Le Musée des Arts Décoratifs à Paris nous présente la première rétrospective Jean-Paul Goude : Goudemalion. Directeur artistique, scénographe, dessinateur, l’artiste transforme la réalité par des codes vestimentaires, des montages photos, des publicités et restera probablement à la postérité pour sa création du défilé de 1989.

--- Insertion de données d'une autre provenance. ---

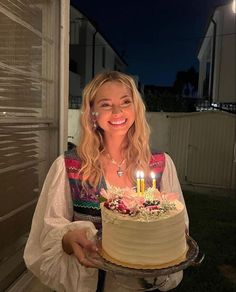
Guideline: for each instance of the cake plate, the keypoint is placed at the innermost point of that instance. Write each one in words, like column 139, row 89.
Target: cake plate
column 193, row 258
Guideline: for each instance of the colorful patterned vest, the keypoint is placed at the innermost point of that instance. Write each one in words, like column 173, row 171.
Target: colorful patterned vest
column 86, row 198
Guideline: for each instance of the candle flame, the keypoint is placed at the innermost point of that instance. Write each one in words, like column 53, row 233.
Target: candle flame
column 141, row 174
column 153, row 175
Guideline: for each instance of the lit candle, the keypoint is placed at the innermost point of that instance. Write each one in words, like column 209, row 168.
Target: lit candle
column 154, row 184
column 142, row 182
column 138, row 181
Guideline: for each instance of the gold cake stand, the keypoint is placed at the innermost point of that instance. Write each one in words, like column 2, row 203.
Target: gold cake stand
column 193, row 257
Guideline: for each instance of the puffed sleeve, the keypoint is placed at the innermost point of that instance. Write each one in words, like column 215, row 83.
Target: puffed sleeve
column 44, row 254
column 170, row 183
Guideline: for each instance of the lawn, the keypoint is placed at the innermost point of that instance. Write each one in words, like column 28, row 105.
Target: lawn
column 213, row 226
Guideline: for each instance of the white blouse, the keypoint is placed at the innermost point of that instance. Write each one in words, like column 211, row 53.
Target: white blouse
column 44, row 254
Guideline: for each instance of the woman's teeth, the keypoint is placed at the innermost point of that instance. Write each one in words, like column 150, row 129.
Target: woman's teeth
column 118, row 122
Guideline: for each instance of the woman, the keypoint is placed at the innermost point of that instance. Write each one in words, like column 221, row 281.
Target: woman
column 114, row 143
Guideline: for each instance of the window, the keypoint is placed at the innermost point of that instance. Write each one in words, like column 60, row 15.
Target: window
column 103, row 57
column 28, row 119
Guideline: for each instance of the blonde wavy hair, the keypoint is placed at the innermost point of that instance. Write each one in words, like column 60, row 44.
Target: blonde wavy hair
column 91, row 143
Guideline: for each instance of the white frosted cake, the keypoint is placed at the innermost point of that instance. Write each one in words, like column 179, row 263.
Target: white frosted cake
column 143, row 232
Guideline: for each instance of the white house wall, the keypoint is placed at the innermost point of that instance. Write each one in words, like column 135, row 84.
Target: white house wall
column 226, row 57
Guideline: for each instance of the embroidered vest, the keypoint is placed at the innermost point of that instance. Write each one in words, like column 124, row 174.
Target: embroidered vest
column 85, row 199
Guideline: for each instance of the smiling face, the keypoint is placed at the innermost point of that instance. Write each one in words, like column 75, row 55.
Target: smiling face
column 114, row 107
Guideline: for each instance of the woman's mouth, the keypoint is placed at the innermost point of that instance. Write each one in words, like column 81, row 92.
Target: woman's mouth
column 118, row 123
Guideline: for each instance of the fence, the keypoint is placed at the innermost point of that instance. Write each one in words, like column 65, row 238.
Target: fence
column 201, row 144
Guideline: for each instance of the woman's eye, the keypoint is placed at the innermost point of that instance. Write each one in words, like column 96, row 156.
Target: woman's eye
column 126, row 102
column 105, row 105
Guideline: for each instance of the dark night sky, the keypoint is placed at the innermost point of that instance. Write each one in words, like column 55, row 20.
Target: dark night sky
column 156, row 38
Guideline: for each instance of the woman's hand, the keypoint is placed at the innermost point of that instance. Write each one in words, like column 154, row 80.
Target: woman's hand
column 76, row 242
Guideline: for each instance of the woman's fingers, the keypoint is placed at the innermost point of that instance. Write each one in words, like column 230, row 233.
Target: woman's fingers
column 80, row 254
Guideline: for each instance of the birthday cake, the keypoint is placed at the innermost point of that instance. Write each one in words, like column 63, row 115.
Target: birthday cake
column 143, row 231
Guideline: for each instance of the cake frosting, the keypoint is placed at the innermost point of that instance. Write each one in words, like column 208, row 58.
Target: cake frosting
column 143, row 231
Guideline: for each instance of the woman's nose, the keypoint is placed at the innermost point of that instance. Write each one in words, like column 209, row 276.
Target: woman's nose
column 116, row 109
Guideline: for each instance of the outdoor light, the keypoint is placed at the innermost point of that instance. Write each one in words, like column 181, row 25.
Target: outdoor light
column 234, row 6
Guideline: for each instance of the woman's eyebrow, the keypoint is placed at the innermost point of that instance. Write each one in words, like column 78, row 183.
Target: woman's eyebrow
column 103, row 99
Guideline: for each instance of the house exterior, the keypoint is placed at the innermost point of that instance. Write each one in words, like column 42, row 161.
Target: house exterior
column 217, row 58
column 90, row 53
column 34, row 68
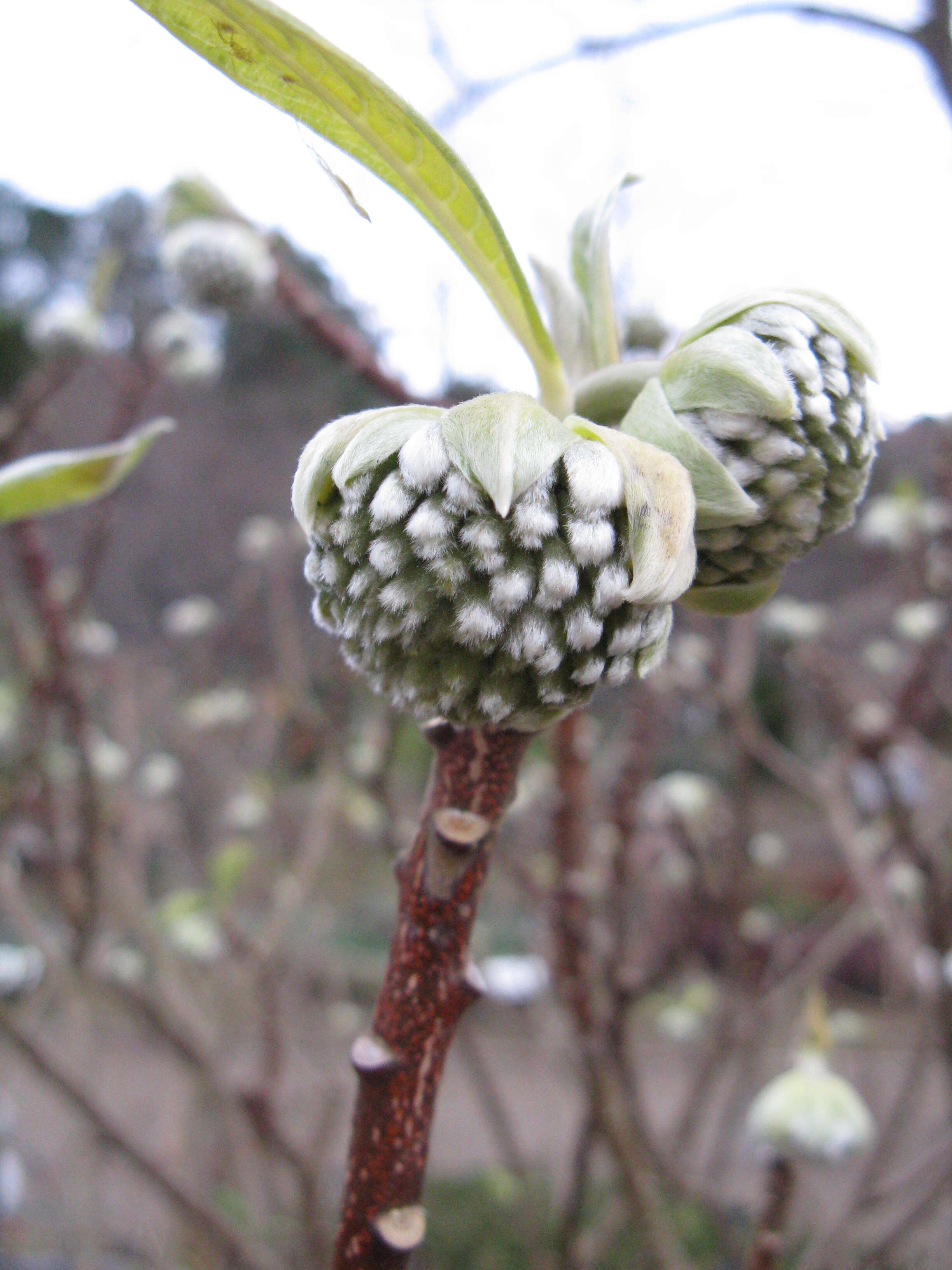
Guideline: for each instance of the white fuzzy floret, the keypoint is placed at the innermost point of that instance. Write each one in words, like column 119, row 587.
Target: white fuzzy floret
column 323, row 619
column 559, row 581
column 355, row 493
column 551, row 694
column 595, row 477
column 512, row 590
column 776, row 449
column 329, row 569
column 620, row 671
column 490, row 562
column 726, row 426
column 396, row 597
column 550, row 661
column 535, row 521
column 591, row 542
column 428, row 529
column 481, row 537
column 313, row 564
column 852, row 416
column 531, row 639
column 818, row 407
column 364, row 581
column 590, row 672
column 743, row 470
column 780, row 482
column 610, row 590
column 391, row 502
column 832, row 351
column 495, row 705
column 836, row 381
column 476, row 624
column 657, row 625
column 423, row 460
column 386, row 557
column 450, row 571
column 803, row 365
column 462, row 495
column 582, row 628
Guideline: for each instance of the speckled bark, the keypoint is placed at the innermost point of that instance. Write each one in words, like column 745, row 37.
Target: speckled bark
column 426, row 990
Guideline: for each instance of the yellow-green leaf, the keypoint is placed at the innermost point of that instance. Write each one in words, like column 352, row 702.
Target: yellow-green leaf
column 593, row 275
column 291, row 67
column 60, row 478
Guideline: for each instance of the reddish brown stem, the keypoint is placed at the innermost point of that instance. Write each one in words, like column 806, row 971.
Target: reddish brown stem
column 766, row 1245
column 329, row 328
column 570, row 911
column 60, row 688
column 426, row 991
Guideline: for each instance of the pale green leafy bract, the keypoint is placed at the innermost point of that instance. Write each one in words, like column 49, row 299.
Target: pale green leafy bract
column 503, row 442
column 380, row 439
column 720, row 498
column 824, row 312
column 568, row 321
column 593, row 275
column 660, row 505
column 730, row 370
column 730, row 598
column 63, row 478
column 291, row 67
column 607, row 394
column 314, row 479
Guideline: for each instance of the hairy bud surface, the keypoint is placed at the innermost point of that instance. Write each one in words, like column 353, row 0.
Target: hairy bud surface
column 492, row 563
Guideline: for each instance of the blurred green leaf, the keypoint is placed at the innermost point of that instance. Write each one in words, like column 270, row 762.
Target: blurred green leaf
column 60, row 478
column 291, row 67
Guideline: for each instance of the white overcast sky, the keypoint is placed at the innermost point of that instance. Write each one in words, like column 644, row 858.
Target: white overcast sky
column 772, row 152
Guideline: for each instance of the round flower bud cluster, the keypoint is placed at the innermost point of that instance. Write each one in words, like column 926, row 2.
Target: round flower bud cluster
column 810, row 1112
column 187, row 345
column 219, row 262
column 489, row 563
column 775, row 388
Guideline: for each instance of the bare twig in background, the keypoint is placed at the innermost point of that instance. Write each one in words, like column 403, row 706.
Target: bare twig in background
column 247, row 1252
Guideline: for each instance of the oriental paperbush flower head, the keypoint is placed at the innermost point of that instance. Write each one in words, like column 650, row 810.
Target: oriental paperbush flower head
column 775, row 389
column 812, row 1113
column 492, row 563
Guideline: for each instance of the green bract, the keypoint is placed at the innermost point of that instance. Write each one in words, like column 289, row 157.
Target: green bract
column 490, row 563
column 281, row 60
column 766, row 403
column 63, row 478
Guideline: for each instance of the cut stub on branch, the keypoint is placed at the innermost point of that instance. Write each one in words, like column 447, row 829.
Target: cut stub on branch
column 428, row 985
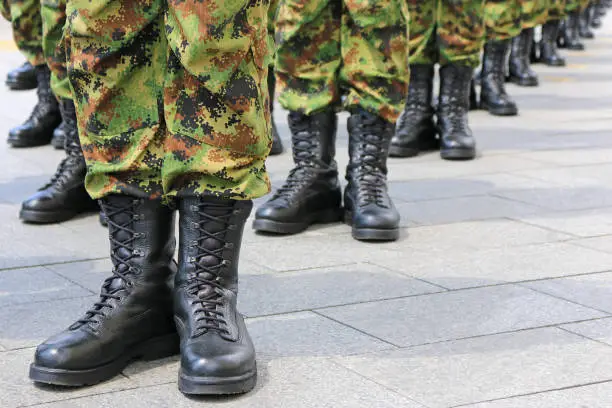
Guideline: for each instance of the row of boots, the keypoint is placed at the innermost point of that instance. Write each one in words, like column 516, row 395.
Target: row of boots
column 150, row 307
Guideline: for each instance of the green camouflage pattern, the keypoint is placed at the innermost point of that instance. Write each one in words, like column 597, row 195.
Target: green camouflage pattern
column 171, row 96
column 502, row 19
column 446, row 31
column 26, row 22
column 54, row 20
column 533, row 12
column 351, row 48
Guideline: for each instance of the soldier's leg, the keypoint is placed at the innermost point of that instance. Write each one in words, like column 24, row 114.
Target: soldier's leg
column 533, row 13
column 277, row 144
column 64, row 196
column 569, row 36
column 308, row 58
column 461, row 34
column 374, row 73
column 550, row 32
column 27, row 28
column 503, row 22
column 415, row 130
column 25, row 20
column 118, row 98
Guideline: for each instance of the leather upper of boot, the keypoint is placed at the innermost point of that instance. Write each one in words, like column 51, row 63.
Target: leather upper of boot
column 493, row 90
column 416, row 121
column 135, row 302
column 214, row 340
column 366, row 194
column 453, row 107
column 45, row 116
column 66, row 189
column 312, row 184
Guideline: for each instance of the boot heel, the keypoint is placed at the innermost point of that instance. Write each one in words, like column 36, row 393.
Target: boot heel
column 160, row 347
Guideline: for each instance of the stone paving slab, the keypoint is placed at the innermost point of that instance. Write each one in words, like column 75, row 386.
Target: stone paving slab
column 486, row 368
column 459, row 314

D’ailleurs, la locomotive, monstrueuse, trône dans l’exposition avec une des fameuses poupées automates géantes. Les images de cette parade, pourtant très réussie, assez exceptionnelle même, ne sont malheureusement qu’à peine visibles au ras du sol. C’est très dommage, car le plaisir de cette exposition se trouve justement dans les images qui reviennent de cette année là. Que vous soyez ou pas sensibles à ce créateur, elles vous donneront peut-être l’occasion de vous souvenir. Pour certains, comme le Goudemalion, ce furent les années du Palace, des paillettes, de Grace Jones. Pour d’autres, les années de bien d’autres choses, très différentes, retour sur une année mythique, c’est l’heure où les souvenirs se ramènent…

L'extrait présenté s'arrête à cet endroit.